No. 294, Docket 29301.
Argued January 13, 1965.
Decided January 26, 1965.
Anthony H. Atlas, of Atlas, Berg Mendalis, New York City (Nicholas Atlas, New York City, on the brief), for appellants.
Eugene R. Anderson, Asst. U.S. Atty., Southern Dist. of New York (Robert M. Morgenthau, U.S. Atty., and Arthur S. Olick, Asst. U.S. Atty., on the brief), for appellee.
Before SMITH, KAUFMAN and ANDERSON, Circuit Judges.
George Rosen and Ruth Rosen, Hair Industry, Ltd., a corporation wholly owned by George Rosen, Adorable Hair-Do Corp. and Howard Tresses, Inc., wholly owned subsidiaries of Hair Industry, appeal from an order of the United States District Court for the Southern District of New York, Dudley B. Bonsal, District Judge, enforcing an Internal Revenue Service subpoena for the books of the three corporations. We find no error and affirm the order of the District Court.
The single question presented by this appeal is whether the sole owner of a corporation can legally refuse to produce corporate records and documents on the basis of his personal constitutional privileges under the Fourth and Fifth Amendments. In this case, the Internal Revenue Service has attempted to subpoena the books of Hair Industry Ltd., a family corporation owned in its entirety by appellant George Rosen, as well as the records of Adorable Hair-Do Corp. and Howard Tresses, Inc., both wholly owned subsidiaries of Hair Industry. The three corporations at one time functioned as a single family partnership but were incorporated prior to the period under investigation. The books are sought in investigations of the corporations' tax liabilities.
Relying on United States v. White, 322 U.S. 694, 64 S.Ct. 1248, 88 L.Ed. 1542 (1944), which denied the privilege for records of unincorporated associations only where held in a representative capacity, appellants urge that the test developed there is whether the one claiming the privilege represents his own interest and that, generally, in determining when the privilege can be invoked form must give way to substance. While there is some appeal to this argument, it is impossible to reconcile with the rationale of Hale v. Henkel, 201 U.S. 43, 26 S.Ct. 370, 50 L.Ed. 652 (1906), which based denial of the privilege on the need of the sovereign for visitorial powers over its corporate creatures. Indeed, United States v. White reiterated the rule that the privilege cannot be utilized on behalf of a corporation. 322 U.S. at 699, 64 S.Ct. at 1251. Today, with the tax consequences vis-à-vis the sovereign flowing from the use of the corporate form — income accumulation possible under some circumstances free from personal income tax, for example — the visitorial powers are more than ever necessary to the sovereign, and justify the courts in holding that any claim to the personal privilege is relinquished as to corporate records by the choice of the corporate form for an individual's business.

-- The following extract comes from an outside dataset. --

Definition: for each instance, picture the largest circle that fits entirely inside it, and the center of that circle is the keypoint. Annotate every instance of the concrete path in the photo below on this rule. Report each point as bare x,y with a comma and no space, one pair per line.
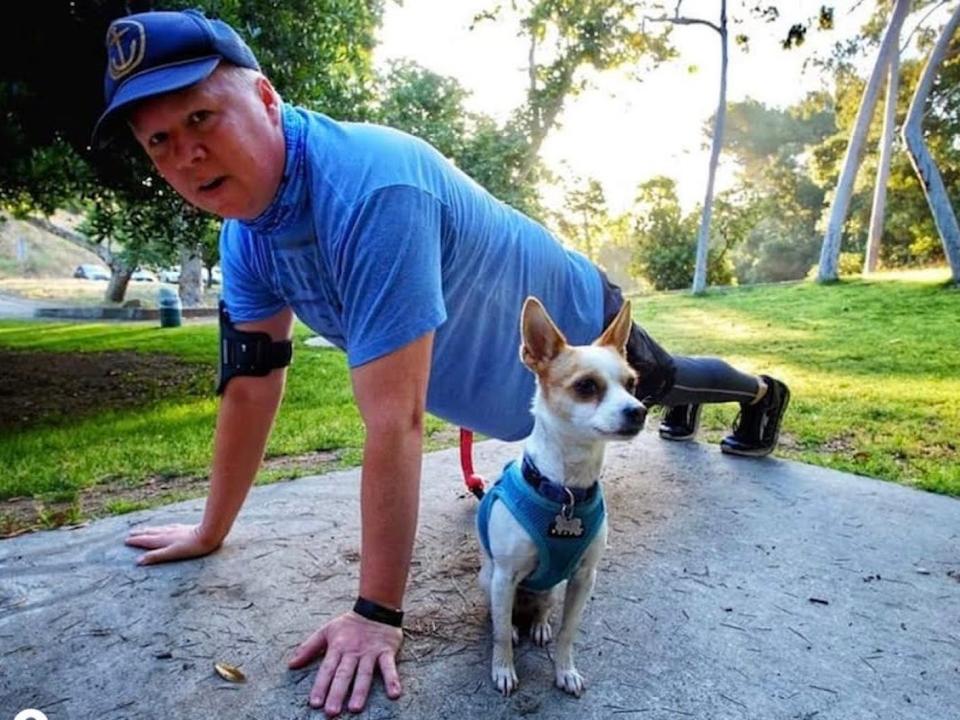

Corporate records, which would tend to incriminate a corporate officer, can be subpoenaed even where the corporation is a mere alter ego of its owner. United States v. Fago, 319 F.2d 791 (2 Cir. 1963); United States v. Guterma, 272 F.2d 344 (2 Cir. 1959). See also application of Daniels, 140 F. Supp. 322, 327 (S.D.N.Y. 1956).
The order of the District Court is affirmed. Mandate may issue forthwith.